The obsolete item ID which should be redirected.

new_id

The item ID to which it should be redirected.

Matches and entities
geordi.data.model.raw_match
class geordi.data.model.raw_match.RawMatch(**kwargs)

Bases: flask_sqlalchemy.Model, geordi.data.model.mixins.DeleteMixin

Model for the ‘raw_match’ table, storing matches between items and MusicBrainz entities.

id

A unique ID for the match.

item_id

The item ID for the item this match is for.

editor_name

The editor name for the editor who created this match.

timestamp

The time when the match was made.

superseded

Boolean, false if this match is current, true if it should be considered historical only.

entities

Property for raw match entities linking this match to MusicBrainz entities.

classmethod get_by_item(item_id, **kwargs)
classmethod match_item(item_id, editor_name, entities)
to_dict()
geordi.data.model.raw_match_entity
class geordi.data.model.raw_match_entity.RawMatchEntity(**kwargs)

Bases: flask_sqlalchemy.Model, geordi.data.model.mixins.DeleteMixin

Model for the ‘raw_match_entity’ table, storing the link between matches and materialized entity data.

raw_match_id

The ID of the match.

entity_mbid

The MBID of the entity.

geordi.data.model.entity
class geordi.data.model.entity.Entity(**kwargs)

Bases: flask_sqlalchemy.Model, geordi.data.model.mixins.DeleteMixin

Model for the ‘entity’ table, storing materialized information about entities in MusicBrainz.

mbid

The entity’s MBID.

type

The type of entity (e.g. ‘release’, ‘release_group’, ‘artist’, etc.

data

Materialized JSON data used to display a link (e.g. the name or title).

raw_match_entities

Property for matches using this entity.

classmethod get(mbid, **kwargs)
classmethod get_remote(mbid, **kwargs)
merge_into(target)
to_dict()
Editors and login
geordi.data.model.csrf
class geordi.data.model.csrf.CSRF(**kwargs)

Bases: flask_sqlalchemy.Model, geordi.data.model.mixins.DeleteMixin

Model for the ‘csrf’ table, storing information about users who may be logging in via MusicBrainz OAuth.

ip

The user’s IP, after stripping away known/trusted proxies.

csrf

The random csrf value passed as the ‘state’ to MusicBrainz’s OAuth.

opts

JSON representation of user options, e.g. ‘remember me’ and the URL to return to.

timestamp

Timestamp for when this was allocated, used for automatic removal.

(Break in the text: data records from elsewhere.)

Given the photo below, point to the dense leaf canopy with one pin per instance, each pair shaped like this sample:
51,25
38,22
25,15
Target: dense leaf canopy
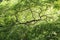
29,19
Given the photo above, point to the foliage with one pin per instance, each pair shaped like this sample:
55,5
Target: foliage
30,20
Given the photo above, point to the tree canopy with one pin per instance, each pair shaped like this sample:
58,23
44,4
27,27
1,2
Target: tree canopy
29,19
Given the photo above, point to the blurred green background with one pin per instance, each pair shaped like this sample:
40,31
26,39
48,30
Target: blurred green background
29,19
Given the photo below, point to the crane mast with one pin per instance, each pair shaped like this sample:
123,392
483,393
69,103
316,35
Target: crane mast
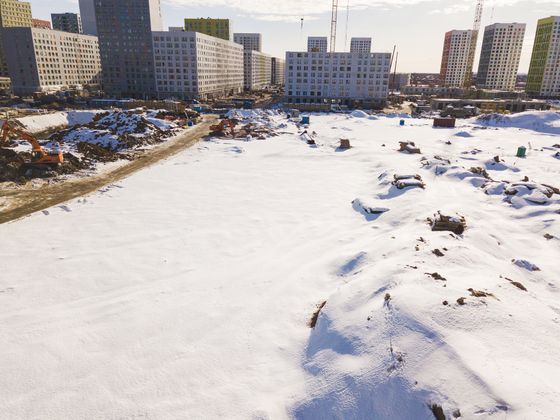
474,40
334,20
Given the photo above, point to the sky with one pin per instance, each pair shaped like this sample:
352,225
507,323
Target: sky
416,27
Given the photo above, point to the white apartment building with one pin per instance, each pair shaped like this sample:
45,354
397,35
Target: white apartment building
362,45
278,70
258,70
456,60
250,41
45,60
355,79
500,56
192,65
317,44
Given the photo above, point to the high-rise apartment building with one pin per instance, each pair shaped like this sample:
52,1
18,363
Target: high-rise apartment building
317,44
456,60
87,13
39,23
544,72
500,56
257,70
13,13
192,65
125,43
46,60
362,45
250,41
278,70
219,28
355,79
67,22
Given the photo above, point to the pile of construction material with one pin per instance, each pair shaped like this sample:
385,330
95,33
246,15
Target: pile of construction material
109,137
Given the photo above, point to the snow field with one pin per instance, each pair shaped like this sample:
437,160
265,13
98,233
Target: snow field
185,290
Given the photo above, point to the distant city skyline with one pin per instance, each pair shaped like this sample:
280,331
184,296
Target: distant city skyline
417,27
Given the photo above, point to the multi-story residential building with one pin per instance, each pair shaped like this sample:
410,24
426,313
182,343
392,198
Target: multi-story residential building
46,60
399,80
355,79
362,45
257,70
250,41
192,65
500,56
39,23
125,43
13,13
219,28
278,71
544,72
456,62
87,13
317,44
67,22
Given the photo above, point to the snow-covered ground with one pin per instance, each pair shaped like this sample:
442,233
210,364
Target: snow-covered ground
185,291
38,123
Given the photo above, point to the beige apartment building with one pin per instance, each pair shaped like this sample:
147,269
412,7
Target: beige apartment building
13,13
192,65
45,60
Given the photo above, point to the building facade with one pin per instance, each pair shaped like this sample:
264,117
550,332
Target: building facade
219,28
544,72
87,13
250,41
39,23
67,22
355,79
257,69
192,65
500,56
125,43
317,44
13,13
399,80
456,62
278,71
46,60
360,45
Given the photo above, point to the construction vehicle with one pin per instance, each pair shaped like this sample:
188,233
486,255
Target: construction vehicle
220,129
39,156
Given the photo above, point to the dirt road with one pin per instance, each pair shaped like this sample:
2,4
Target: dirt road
22,202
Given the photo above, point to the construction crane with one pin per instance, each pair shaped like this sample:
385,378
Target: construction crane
334,21
474,41
39,156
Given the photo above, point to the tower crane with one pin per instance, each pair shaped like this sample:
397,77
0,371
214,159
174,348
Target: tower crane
334,21
474,41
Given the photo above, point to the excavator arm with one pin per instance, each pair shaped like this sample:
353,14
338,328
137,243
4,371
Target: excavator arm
40,156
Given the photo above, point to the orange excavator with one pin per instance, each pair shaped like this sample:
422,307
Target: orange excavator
220,129
39,156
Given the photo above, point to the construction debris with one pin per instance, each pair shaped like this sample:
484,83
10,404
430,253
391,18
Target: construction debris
406,181
409,147
441,223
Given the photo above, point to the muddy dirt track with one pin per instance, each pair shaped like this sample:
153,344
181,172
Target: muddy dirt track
25,201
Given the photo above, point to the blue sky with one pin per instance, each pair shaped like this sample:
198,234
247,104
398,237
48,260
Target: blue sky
415,26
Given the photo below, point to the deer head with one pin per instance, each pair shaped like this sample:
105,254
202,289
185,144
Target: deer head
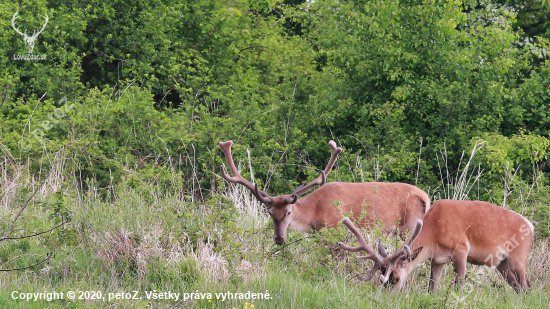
29,40
281,206
393,266
397,266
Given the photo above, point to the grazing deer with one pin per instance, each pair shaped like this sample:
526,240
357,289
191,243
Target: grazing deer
477,232
396,205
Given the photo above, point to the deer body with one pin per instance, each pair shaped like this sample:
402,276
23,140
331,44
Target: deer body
460,232
476,232
396,205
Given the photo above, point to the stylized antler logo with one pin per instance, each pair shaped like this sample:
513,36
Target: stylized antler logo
29,40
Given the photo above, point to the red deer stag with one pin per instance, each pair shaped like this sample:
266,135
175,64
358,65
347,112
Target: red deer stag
396,205
477,232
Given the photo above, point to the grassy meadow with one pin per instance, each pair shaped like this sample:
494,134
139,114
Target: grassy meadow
147,238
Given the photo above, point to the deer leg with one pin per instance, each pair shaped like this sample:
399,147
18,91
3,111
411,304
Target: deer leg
459,260
436,271
514,274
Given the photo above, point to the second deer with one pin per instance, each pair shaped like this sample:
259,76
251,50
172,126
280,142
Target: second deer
454,231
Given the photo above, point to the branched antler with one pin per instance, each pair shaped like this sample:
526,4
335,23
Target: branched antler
362,246
237,178
13,24
319,181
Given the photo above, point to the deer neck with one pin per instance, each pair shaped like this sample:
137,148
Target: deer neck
302,217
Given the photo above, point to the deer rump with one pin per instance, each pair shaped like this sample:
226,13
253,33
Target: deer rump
477,232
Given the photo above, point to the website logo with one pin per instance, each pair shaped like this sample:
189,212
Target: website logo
29,40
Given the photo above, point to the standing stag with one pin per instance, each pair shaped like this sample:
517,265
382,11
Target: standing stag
477,232
396,205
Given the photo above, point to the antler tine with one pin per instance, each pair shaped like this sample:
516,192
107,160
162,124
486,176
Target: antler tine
406,247
319,181
362,244
237,178
13,23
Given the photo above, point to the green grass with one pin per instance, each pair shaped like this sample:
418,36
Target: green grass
144,239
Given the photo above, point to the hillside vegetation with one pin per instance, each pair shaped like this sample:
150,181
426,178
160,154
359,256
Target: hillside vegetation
110,144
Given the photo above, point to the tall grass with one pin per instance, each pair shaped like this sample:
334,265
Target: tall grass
141,236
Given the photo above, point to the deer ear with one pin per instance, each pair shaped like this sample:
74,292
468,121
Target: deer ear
415,254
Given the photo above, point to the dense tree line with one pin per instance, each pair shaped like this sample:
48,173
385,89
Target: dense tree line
158,83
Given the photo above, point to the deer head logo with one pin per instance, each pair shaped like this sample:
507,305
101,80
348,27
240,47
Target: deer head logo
29,40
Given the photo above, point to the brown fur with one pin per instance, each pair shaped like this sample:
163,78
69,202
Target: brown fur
396,205
477,232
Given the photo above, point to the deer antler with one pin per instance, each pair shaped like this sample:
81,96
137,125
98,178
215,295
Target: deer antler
319,181
237,178
44,26
404,252
362,246
13,24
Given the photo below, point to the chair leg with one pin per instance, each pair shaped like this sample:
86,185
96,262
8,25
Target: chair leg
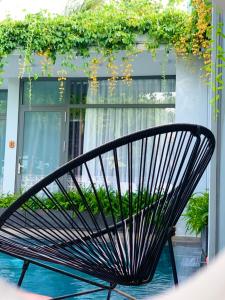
112,286
173,262
24,269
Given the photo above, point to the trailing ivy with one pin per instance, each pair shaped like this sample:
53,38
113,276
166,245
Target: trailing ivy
113,26
107,28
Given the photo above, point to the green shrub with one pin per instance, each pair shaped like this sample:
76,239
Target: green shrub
7,199
196,214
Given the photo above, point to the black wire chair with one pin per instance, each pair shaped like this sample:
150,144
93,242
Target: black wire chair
109,212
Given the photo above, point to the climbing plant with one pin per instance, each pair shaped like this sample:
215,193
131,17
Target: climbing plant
106,27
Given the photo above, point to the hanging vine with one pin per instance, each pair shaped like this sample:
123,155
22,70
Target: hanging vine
109,28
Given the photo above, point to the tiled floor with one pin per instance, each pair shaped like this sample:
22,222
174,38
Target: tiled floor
39,280
188,257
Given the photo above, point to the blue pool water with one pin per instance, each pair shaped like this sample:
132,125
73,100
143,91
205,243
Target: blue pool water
42,281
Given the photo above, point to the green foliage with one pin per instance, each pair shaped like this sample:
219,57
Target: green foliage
76,203
112,26
7,199
196,214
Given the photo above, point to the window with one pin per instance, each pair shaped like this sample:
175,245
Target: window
3,108
98,116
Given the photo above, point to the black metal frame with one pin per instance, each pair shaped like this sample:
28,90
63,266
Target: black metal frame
171,162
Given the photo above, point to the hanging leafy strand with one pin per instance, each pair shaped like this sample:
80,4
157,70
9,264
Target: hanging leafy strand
113,26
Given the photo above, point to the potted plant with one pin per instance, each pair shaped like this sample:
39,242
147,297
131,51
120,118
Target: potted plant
196,216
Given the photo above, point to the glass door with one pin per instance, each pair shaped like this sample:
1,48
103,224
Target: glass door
41,146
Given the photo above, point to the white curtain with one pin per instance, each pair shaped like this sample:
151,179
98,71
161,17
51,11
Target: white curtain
106,124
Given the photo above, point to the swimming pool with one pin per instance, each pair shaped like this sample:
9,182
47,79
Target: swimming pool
42,281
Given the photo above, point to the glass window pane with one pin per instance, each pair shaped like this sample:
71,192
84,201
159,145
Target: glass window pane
43,92
41,145
3,101
137,91
2,149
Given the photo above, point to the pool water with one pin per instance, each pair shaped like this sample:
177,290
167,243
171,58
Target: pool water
46,282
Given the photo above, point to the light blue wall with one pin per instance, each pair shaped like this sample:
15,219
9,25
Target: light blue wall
191,107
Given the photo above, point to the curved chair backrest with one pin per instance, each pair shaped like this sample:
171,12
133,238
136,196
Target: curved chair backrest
110,211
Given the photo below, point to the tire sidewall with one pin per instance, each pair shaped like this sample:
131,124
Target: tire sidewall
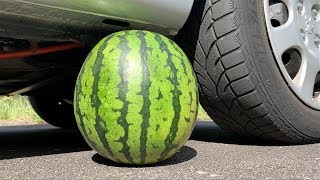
290,110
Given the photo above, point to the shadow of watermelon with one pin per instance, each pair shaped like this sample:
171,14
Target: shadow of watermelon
185,154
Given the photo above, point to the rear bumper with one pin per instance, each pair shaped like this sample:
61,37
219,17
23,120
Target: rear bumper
84,20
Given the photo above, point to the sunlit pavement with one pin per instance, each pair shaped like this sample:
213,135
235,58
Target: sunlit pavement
44,152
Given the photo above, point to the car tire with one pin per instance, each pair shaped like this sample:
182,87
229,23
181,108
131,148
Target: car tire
240,82
54,110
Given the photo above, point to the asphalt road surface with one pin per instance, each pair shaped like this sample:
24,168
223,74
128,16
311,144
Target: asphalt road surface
44,152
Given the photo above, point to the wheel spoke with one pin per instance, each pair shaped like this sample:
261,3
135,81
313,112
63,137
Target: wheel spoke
286,38
306,77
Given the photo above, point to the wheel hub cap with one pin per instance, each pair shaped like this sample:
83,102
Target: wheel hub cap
299,33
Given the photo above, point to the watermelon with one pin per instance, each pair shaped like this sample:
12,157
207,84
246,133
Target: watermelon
136,98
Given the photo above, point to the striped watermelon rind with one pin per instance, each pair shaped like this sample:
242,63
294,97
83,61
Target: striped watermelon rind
136,98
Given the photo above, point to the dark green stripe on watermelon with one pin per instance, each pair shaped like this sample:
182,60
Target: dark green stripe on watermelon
94,98
78,112
176,92
145,87
123,89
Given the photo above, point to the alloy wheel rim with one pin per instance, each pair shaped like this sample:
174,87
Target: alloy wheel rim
294,34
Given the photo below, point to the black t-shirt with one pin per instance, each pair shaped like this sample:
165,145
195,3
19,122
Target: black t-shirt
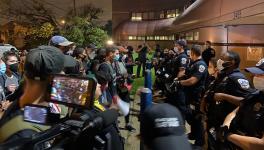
197,69
208,54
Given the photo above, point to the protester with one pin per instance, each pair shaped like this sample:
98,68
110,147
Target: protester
11,78
37,79
208,53
142,58
70,66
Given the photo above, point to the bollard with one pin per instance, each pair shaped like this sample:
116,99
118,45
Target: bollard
148,81
145,101
148,65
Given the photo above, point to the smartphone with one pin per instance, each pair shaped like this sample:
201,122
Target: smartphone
36,114
73,91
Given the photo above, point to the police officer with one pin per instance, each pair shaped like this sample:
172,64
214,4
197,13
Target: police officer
226,92
208,53
246,123
180,63
194,85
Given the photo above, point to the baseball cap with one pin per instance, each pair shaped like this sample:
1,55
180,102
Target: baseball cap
60,40
43,61
258,69
90,45
163,128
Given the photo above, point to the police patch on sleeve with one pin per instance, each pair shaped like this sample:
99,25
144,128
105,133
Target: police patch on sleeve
201,68
184,61
243,83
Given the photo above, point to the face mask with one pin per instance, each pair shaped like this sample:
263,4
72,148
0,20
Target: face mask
176,50
211,71
258,83
220,64
14,67
92,55
117,57
2,68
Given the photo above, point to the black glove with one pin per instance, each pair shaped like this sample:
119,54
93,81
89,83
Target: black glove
222,133
175,85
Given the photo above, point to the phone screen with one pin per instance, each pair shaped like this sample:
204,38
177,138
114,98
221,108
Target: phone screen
73,91
36,114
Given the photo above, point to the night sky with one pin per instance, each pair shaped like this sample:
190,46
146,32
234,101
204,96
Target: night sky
61,7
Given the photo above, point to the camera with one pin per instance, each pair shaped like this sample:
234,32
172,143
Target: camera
83,128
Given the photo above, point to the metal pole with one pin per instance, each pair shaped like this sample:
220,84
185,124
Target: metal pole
145,101
74,7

classmethod get(csrf, **kwargs)
classmethod update_csrf(ip, rand)

Called with an ip and a random value to be used as a csrf. Inserts this into the DB and automatically deletes other values for this IP older than 1 hour.

geordi.data.model.editor
class geordi.data.model.editor.Editor(**kwargs)

Bases: flask_sqlalchemy.Model, geordi.data.model.mixins.DeleteMixin

Model for the ‘editor’ table, storing information about both human users and automated processes which match items.

name

Editor name from MusicBrainz, or a descriptive name for an automated process.

tz

For human editors, timezone preference.

internal

Boolean; True for automated processes, otherwise False.

matches

Property for matches entered by this user. Not loaded by default.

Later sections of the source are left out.